Bebauungsplan „Zur Laterne“ macht neue Gastronomie an der Bachstraße möglich

Von Michael Kleofasz:

Nach über vier Jahren intensiver Diskussion hat der Planungsausschuss in seiner letzten Sitzung den Bebauungsplan 221c „Zur Laterne“ einstimmig verabschiedet. Das Verfahren um die Neuplanung der ehemaligen Gaststätte „Zur Laterne“ hatte insbesondere die direkte Nachbarschaft sehr stark beschäftigt. Da lässt sich an den öffentlichen Diskussionen und den zahlreichen Eingaben zum Bebauungsplan ablesen. Im Ergebnis liegt ein Kompromiss vor, der an der Bachstraße wieder eine Gastronomie möglich macht.

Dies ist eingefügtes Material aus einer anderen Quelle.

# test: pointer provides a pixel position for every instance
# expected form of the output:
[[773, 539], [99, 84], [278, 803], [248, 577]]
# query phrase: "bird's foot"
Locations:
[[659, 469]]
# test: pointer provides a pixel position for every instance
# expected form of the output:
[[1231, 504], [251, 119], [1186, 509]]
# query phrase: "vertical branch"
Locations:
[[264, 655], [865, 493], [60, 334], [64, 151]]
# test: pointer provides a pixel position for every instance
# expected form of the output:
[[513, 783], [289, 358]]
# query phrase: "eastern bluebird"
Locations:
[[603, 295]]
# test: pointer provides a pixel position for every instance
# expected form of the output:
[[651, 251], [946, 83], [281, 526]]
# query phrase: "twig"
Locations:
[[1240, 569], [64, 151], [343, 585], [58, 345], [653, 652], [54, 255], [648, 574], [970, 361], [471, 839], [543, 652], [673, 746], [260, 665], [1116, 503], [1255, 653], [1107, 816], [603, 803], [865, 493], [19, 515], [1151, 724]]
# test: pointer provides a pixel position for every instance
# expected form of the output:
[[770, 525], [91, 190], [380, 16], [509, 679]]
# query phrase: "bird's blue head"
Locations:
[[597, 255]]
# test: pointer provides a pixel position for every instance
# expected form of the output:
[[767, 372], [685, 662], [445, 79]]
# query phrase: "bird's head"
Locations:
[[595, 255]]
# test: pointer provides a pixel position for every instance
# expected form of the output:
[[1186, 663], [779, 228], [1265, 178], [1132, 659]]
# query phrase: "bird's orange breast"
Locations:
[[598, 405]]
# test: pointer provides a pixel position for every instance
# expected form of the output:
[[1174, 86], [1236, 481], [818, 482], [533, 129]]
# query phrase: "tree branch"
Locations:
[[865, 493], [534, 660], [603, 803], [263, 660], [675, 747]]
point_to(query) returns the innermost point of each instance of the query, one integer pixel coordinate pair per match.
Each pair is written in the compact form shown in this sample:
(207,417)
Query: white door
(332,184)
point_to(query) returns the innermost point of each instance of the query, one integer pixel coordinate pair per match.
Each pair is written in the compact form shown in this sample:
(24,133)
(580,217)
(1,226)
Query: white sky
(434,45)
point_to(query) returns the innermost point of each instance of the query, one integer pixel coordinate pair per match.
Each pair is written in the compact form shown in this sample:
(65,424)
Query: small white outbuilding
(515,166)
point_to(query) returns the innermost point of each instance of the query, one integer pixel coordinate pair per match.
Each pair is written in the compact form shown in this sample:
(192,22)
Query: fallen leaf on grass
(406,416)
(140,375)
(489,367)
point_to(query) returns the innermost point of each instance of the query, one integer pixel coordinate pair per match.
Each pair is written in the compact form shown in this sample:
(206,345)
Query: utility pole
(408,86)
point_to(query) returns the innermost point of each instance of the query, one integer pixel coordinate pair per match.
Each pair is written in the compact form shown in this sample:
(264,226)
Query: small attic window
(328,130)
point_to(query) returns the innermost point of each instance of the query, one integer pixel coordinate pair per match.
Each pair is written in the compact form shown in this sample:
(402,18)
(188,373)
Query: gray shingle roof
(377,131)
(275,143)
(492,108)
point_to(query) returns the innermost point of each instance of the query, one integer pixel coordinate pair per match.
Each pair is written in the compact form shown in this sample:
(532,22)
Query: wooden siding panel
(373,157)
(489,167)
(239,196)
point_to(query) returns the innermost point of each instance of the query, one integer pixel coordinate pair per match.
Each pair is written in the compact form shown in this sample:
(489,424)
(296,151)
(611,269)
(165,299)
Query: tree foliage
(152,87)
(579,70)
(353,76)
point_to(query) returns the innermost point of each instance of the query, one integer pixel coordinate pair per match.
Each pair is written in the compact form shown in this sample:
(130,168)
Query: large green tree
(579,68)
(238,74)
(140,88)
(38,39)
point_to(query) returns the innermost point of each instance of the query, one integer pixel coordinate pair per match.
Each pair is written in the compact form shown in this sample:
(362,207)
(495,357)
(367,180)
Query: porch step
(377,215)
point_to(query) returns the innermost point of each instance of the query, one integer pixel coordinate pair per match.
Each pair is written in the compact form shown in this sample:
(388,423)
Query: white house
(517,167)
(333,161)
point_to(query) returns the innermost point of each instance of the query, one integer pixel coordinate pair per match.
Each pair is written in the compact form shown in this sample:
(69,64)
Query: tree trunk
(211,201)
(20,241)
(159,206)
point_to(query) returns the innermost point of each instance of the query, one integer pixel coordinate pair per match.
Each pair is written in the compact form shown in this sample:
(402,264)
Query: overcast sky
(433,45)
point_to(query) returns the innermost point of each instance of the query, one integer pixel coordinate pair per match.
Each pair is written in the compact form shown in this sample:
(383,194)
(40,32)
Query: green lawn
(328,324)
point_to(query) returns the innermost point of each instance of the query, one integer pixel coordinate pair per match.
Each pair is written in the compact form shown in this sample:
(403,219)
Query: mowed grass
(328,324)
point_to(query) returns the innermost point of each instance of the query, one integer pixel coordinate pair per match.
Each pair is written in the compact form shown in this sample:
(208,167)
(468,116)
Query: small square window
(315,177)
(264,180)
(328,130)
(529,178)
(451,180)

Die jetzigen Pläne sehen direkt an der Bachstraße eine dreigeschossige Bebauung und im rückwärtigen Teil eine zweigeschossige Bebauung ohne Dachgeschoss vor. Die im Laufe des Verfahrens viel diskutierte Außengastronomie wird ausschließlich an der Bachstraße möglich sein. Um ausreichend Stellplätze für die Bewohner auszuweisen, werden neben den Tiefgaragenstellplätzen auch Stellplätze im hinteren Bereich des Baugrundstückes ausgewiesen, die ausschließlich den Wohnungen zugeordnet werden. Diese Stellplätze werden über die Straße „Am Sandweg“ erschlossen. Für die betroffenen Anwohner des Sandweges ist diese Entscheidung sicherlich wenig erfreulich und hat auch im Laufe des Verfahrens zu großer Verärgerung geführt.

Der Rat muss dem Bebauungsplan in der nächsten Sitzung am 26. September 2023 noch zustimmen. Nach der Zustimmung im Planungsausschuss ist dies aber nur noch reine Formsache.